Deze meergezinswoning werd in 1935 ontworpen door architect Marcel Ongenae. De opdrachtgever was kapper Jules Gilson, die toen in de Guido Gezellestraat (huidige Jakob Heremansstraat) 24 in Gent woonde. Het langwerpige traplicht met origineel schrijnwerk bepaalt het modernistische karakter van de woning. De architect signeerde de woning in de plint: “MARC. ONGENAE ARCHITECT”.
De stijl van de woning past in het straatbeeld, dat bestaat uit een basisbebouwing van middelhoge aaneengesloten lijstgevels in een interbellumarchitectuur met baksteenparement. De architect ontwierp voor de heer Gilson ook de naastgelegen woning op nummer 60-64 dat gelijkaardige kenmerken vertoont. Van de architect kennen we verder ook de modernistische woning in de Rijsenbergstraat 46 in Gent, waar het langwerpige traplicht eveneens opvalt.
De rijwoning telt drie bouwlagen en twee traveeën onder een plat dak. De lijstgevel heeft een opvallend geel baksteenparement met Dudokvoegen, gecombineerd met oranje baksteen voor omlijstingen van muuropeningen en erker. Onderaan een lage plint in donker baksteenparement en bovenaan een rollaag, afgedekt met zwarte pannen. Op de begane grond zit in de smalle rechtertravee een houten deur met hardstenen trede en smeedijzeren deurrooster, gevat binnen een uitkragende baksteenomlijsting. In de linkse travee van de gelijkvloerse verdieping zit een breed venster tussen verdiepte dagkanten en onder een rollaag. Volgens de bouwplannen was hier een garagepoort voorzien. De overgang met de eerste verdieping wordt gemarkeerd door een bakstenen puilijst.
Tweeledige aanpak van de bovengevel, waarbij de rechtertravee wordt getypeerd door een doorlopend, smal traplicht. In de venstertravee een driezijdige erker die over beide verdiepingen doorloopt. Deze is per verdieping centraal opengewerkt met een breed hoog venster, in de schuine erkerzijden telkens geflankeerd door een klein smal venster. De hoeken en lateien van de erker worden geaccentueerd door uitkragende baksteenlijsten. In het venster bevindt zich tussen getrapte dagkanten een houten raam met roedeverdeling en structuurglas. Op het traplicht na is al het vensterschrijnwerk vernieuwd.

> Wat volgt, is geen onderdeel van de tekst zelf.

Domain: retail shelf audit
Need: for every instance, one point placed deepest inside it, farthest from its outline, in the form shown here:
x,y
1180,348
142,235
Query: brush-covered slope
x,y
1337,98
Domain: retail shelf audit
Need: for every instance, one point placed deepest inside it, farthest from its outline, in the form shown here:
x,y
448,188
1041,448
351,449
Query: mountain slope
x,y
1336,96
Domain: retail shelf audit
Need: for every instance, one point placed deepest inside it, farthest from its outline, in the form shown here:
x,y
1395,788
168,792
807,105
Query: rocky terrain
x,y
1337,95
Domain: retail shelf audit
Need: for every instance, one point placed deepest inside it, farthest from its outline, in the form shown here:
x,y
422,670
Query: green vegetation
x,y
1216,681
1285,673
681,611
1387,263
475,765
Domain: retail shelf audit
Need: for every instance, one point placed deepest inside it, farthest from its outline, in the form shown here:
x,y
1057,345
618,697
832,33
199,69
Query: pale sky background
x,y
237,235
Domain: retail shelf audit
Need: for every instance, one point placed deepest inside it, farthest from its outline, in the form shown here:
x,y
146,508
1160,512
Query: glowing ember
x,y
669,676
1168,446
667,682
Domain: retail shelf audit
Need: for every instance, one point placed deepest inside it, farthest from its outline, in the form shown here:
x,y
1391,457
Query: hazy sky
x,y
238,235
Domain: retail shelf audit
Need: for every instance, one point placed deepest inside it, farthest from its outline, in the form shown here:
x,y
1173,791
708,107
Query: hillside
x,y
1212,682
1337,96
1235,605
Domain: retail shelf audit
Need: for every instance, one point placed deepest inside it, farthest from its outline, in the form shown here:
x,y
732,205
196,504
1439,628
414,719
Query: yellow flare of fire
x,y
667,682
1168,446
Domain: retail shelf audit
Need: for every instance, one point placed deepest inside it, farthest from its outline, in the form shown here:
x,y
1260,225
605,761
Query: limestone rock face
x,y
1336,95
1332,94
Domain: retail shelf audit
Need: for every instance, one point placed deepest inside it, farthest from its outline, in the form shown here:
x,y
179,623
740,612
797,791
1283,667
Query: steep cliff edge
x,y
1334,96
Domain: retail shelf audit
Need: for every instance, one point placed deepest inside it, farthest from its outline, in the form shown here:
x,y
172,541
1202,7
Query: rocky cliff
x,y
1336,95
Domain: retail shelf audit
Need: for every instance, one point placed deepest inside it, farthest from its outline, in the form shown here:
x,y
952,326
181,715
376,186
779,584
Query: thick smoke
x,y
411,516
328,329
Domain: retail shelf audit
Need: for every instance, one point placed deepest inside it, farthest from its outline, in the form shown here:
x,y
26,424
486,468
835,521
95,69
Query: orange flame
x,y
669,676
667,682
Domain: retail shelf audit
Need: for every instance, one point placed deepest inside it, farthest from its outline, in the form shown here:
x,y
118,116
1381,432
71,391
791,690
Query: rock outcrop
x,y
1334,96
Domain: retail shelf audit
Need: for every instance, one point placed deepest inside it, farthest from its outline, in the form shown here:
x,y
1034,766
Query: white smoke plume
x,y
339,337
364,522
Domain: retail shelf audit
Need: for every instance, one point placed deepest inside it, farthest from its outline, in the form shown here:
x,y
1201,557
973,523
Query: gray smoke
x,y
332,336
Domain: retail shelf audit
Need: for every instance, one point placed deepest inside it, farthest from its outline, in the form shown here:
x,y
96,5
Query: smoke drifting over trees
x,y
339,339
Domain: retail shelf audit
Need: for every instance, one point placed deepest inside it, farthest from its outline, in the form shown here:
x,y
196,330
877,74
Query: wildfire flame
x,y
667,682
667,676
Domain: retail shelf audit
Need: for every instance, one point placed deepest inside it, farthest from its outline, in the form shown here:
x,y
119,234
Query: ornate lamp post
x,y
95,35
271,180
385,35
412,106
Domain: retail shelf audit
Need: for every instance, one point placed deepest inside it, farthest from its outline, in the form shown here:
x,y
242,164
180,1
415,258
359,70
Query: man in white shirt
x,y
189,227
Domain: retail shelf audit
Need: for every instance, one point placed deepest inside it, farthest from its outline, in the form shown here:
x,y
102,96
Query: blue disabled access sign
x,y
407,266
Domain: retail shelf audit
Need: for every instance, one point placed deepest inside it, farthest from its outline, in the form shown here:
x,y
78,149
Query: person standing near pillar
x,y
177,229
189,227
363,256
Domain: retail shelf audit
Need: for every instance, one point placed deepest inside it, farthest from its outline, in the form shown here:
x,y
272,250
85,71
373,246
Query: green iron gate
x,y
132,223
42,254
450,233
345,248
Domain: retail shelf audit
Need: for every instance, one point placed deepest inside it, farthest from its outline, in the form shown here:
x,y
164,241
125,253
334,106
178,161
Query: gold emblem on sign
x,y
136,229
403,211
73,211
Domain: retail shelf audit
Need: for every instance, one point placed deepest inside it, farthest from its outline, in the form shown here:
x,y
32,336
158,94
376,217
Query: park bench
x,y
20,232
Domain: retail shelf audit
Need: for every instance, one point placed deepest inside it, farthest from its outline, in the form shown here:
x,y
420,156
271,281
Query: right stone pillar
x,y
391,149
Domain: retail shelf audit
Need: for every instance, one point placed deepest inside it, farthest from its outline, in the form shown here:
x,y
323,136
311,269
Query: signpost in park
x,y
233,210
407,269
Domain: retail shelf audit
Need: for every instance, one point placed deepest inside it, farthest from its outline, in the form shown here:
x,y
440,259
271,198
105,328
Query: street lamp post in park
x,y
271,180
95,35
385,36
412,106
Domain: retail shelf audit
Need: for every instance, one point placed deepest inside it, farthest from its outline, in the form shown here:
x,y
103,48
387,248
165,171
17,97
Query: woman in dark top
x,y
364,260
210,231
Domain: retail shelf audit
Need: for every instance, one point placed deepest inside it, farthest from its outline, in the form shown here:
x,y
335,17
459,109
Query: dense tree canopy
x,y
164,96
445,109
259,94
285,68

De meergezinswoning wordt volgens de bouwplannen betreden via de voordeur, die uitgeeft op de inkomhal met trap. De linkertravee wordt op het originele grondplan ingenomen door een onuitgevoerde garage, en een achterkamer die langs een aparte gang toegankelijk is. Achter de traphal is naast de koer een smallere aanbouw aanwezig waarin de badkamer en keuken ingericht zijn. De bovenverdiepingen zijn identiek ingedeeld waarbij de traphal langs de straatzijde uitgeeft op een L-vormige gang. Deze gang geeft toegang tot een voorkamer en een achterkamer. In de smallere achterbouw is terug telkens een badkamer en keuken ingericht. Verder is de woning volledig onderkelderd.
- Stadsarchief Gent, Bouwaanvragen van particuliere woningen, G12, 1935/G/29.